Objective To determine the incidence, nature and causes of concussions sustained during men's elite professional Rugby-7s and Rugby-15s.
Design A prospective cohort study recording injuries classified as a time-loss concussion.
Population Players competing in the following tournaments: Rugby 15s—English Premiership (2007/2008 to 2010/2011), Rugby World Cup (2007, 2011), Pacific Nations Cup (2012, 2013), Junior World Championship (2008, 2010–2013), Junior World Rugby Trophy (2008, 2010–2013); Rugby 7s—Sevens World Series (2008/2009, 2010/2011 to 2012/2013).
Method The study was implemented according to the international consensus statement for epidemiological studies in rugby union; the main outcome measures included the number, incidence (number of concussions/1000 player-match-hours), mean and median severity (days absence) and cause of concussion.

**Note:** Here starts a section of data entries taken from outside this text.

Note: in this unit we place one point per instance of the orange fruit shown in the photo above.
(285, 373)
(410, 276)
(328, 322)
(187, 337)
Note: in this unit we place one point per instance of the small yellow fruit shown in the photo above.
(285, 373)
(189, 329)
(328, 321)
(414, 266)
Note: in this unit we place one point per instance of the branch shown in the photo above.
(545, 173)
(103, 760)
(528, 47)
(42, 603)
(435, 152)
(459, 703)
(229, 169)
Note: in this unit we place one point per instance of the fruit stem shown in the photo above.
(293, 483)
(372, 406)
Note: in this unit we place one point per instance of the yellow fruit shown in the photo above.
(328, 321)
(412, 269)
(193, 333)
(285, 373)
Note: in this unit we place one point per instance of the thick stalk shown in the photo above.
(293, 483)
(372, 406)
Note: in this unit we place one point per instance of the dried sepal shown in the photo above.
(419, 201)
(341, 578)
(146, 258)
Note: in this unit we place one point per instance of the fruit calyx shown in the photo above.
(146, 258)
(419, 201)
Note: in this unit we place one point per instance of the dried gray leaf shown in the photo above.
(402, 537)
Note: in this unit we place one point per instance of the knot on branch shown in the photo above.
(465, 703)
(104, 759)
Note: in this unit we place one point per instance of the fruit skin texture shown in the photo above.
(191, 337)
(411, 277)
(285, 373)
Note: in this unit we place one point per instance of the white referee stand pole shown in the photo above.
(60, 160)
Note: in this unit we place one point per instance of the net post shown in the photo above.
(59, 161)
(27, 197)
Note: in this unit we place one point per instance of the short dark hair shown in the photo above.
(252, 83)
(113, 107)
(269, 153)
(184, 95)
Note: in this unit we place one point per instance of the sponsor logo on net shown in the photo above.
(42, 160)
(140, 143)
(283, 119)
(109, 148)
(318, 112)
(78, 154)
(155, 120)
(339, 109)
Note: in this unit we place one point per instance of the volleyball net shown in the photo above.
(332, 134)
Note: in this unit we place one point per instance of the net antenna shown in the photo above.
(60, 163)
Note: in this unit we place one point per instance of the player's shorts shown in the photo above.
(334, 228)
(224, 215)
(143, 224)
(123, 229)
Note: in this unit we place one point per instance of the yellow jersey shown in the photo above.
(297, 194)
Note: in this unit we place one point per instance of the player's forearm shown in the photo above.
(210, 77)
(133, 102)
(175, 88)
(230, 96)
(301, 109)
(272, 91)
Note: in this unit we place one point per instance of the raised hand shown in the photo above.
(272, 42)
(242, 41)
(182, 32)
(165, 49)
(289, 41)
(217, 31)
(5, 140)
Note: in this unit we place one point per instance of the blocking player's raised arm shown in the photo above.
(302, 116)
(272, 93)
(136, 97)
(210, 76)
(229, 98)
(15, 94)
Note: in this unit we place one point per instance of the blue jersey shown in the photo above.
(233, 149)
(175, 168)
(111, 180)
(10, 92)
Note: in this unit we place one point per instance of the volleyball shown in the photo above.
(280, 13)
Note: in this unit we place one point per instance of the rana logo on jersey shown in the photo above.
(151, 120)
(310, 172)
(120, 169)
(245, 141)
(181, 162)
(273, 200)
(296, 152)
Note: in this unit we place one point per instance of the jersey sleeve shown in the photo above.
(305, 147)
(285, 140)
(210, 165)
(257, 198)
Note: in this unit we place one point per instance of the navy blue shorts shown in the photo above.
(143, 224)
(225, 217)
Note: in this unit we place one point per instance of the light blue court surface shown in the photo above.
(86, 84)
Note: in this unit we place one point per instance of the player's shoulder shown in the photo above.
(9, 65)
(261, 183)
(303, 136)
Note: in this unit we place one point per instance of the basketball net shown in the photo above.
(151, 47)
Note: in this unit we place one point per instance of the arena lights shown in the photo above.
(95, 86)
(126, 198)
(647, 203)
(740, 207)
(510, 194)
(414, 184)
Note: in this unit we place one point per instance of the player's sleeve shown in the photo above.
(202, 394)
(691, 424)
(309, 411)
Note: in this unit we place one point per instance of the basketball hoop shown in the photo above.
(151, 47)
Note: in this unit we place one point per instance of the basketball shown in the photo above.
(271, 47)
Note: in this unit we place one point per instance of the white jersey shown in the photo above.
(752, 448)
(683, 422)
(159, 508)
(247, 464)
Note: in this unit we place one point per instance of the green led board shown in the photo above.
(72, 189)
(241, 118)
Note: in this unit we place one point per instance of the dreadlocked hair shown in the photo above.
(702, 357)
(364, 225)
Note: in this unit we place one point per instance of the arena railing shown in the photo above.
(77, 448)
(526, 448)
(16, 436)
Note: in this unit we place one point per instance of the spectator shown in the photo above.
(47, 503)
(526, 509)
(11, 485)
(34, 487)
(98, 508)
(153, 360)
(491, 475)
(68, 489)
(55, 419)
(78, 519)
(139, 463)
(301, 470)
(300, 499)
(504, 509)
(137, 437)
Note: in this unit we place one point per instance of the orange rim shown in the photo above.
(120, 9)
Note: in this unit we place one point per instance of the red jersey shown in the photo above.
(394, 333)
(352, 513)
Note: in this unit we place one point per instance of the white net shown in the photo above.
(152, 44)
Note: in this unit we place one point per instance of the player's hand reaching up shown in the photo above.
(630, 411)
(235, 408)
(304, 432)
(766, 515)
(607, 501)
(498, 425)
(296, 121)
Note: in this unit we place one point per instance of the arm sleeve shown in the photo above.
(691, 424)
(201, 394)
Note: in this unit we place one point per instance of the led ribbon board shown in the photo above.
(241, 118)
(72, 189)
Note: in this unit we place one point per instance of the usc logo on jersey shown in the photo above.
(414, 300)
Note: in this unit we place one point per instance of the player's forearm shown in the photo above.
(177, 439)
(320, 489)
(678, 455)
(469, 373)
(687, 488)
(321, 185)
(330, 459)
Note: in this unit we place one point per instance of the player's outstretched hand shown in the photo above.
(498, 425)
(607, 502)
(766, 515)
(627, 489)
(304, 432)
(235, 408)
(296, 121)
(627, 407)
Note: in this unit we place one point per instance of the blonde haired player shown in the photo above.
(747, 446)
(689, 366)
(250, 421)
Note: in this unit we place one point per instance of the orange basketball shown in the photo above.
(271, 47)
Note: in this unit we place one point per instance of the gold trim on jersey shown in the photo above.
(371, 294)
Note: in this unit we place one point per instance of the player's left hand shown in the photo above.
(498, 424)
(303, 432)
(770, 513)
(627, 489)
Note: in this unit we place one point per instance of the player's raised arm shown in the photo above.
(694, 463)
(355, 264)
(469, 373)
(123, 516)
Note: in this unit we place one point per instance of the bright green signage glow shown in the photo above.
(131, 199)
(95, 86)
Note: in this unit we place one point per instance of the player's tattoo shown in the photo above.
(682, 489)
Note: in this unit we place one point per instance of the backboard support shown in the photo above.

Results The incidence of concussion in Rugby-7s was significantly higher than that in Rugby-15s (risk ratio=1.84; p<0.001). The severity of concussions were significantly higher in Rugby-7s than Rugby-15s (mean—Rugby-7s: 19.2, Rugby-15s: 10.1; median—Rugby 7s: 20, Rugby-15s: 7; p<0.001). The main causes of concussion were tackling (44.1%) in Rugby-7s and collisions (43.6%) in Rugby-15s. Significantly more (risk ratio=1.49; p=0.004) concussed players were removed immediately from the game in Rugby-7s (69.7%) compared to Rugby-15s (46.7%).

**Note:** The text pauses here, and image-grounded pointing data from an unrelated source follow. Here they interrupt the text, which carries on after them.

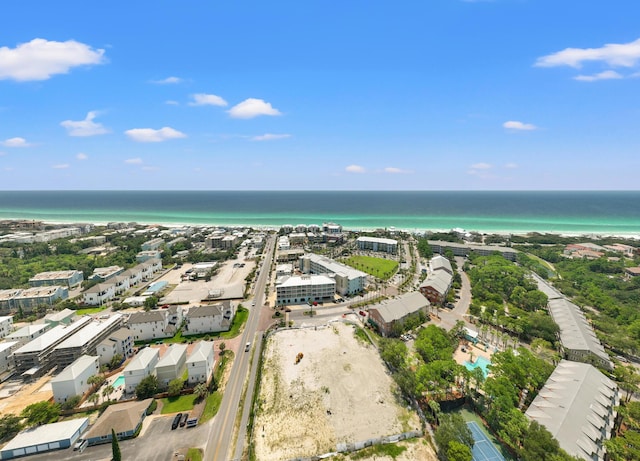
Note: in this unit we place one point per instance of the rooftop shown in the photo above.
(576, 406)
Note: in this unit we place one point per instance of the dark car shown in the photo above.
(176, 421)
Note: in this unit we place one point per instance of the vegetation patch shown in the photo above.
(178, 403)
(378, 267)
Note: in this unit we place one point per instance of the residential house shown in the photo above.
(142, 365)
(209, 318)
(125, 419)
(389, 315)
(171, 365)
(120, 342)
(72, 380)
(200, 363)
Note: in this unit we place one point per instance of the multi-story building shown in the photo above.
(85, 341)
(200, 363)
(152, 244)
(142, 365)
(119, 343)
(102, 274)
(302, 289)
(577, 405)
(37, 356)
(64, 278)
(389, 315)
(348, 280)
(73, 379)
(209, 318)
(378, 244)
(6, 325)
(32, 298)
(100, 293)
(171, 365)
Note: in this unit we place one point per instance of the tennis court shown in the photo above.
(483, 449)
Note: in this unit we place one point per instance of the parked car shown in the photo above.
(176, 421)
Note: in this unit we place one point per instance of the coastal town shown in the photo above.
(312, 341)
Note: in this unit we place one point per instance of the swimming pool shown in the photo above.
(480, 362)
(119, 382)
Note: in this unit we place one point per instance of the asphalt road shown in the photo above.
(220, 439)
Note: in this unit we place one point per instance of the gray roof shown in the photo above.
(397, 308)
(142, 359)
(439, 280)
(123, 417)
(47, 433)
(200, 352)
(52, 336)
(76, 368)
(144, 317)
(173, 355)
(575, 332)
(576, 405)
(441, 263)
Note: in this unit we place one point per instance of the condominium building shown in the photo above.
(348, 280)
(302, 289)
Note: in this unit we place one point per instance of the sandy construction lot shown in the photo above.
(338, 393)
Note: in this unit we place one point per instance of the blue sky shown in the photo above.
(289, 95)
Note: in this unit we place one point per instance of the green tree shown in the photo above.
(459, 452)
(116, 455)
(41, 413)
(10, 425)
(147, 387)
(175, 387)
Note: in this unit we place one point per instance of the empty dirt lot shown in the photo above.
(338, 393)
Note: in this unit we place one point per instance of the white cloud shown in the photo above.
(481, 166)
(250, 108)
(151, 135)
(354, 169)
(393, 170)
(519, 126)
(15, 142)
(270, 137)
(168, 81)
(40, 59)
(86, 127)
(605, 75)
(203, 99)
(613, 54)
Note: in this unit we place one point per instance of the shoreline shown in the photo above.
(589, 234)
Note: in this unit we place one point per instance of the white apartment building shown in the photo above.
(171, 364)
(348, 280)
(6, 325)
(378, 244)
(200, 362)
(73, 379)
(209, 318)
(302, 289)
(143, 364)
(6, 349)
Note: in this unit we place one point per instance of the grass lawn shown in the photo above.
(378, 267)
(194, 454)
(179, 403)
(211, 406)
(90, 310)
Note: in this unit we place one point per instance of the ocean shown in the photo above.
(605, 213)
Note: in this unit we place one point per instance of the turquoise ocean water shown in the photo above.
(566, 212)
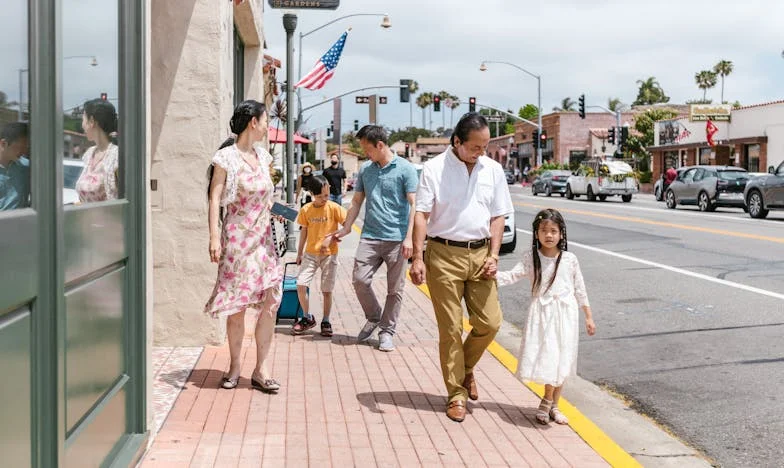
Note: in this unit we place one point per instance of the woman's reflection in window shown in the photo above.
(98, 181)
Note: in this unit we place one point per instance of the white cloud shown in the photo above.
(596, 48)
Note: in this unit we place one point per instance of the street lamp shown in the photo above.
(20, 115)
(386, 23)
(483, 67)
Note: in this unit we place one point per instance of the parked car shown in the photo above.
(550, 182)
(659, 189)
(72, 169)
(602, 178)
(708, 187)
(765, 193)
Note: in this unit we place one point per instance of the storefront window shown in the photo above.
(14, 109)
(752, 158)
(91, 162)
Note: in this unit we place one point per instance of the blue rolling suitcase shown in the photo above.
(290, 308)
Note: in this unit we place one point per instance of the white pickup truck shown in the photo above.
(601, 178)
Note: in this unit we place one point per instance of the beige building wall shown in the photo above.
(191, 102)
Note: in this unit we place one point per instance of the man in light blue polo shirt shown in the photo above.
(389, 184)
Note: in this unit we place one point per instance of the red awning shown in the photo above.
(279, 136)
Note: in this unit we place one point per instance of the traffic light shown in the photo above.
(405, 91)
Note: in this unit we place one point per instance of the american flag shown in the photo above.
(324, 68)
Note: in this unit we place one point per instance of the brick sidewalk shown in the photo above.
(345, 404)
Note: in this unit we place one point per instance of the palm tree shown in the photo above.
(615, 104)
(723, 68)
(650, 92)
(567, 105)
(413, 87)
(423, 101)
(705, 79)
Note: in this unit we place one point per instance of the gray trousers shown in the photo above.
(370, 255)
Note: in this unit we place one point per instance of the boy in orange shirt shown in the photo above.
(318, 219)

Conclusions Six actions were identified to improve the management of concussion in rugby: implement a pitch-side concussion assessment protocol; improve compliance with return-to-play protocols; work with referees to review the nature and consequences of collisions; improve players’ tackle technique; investigate the forces involved in tackles and collisions; and evaluate reasons for the higher incidence of concussions in Rugby-7s.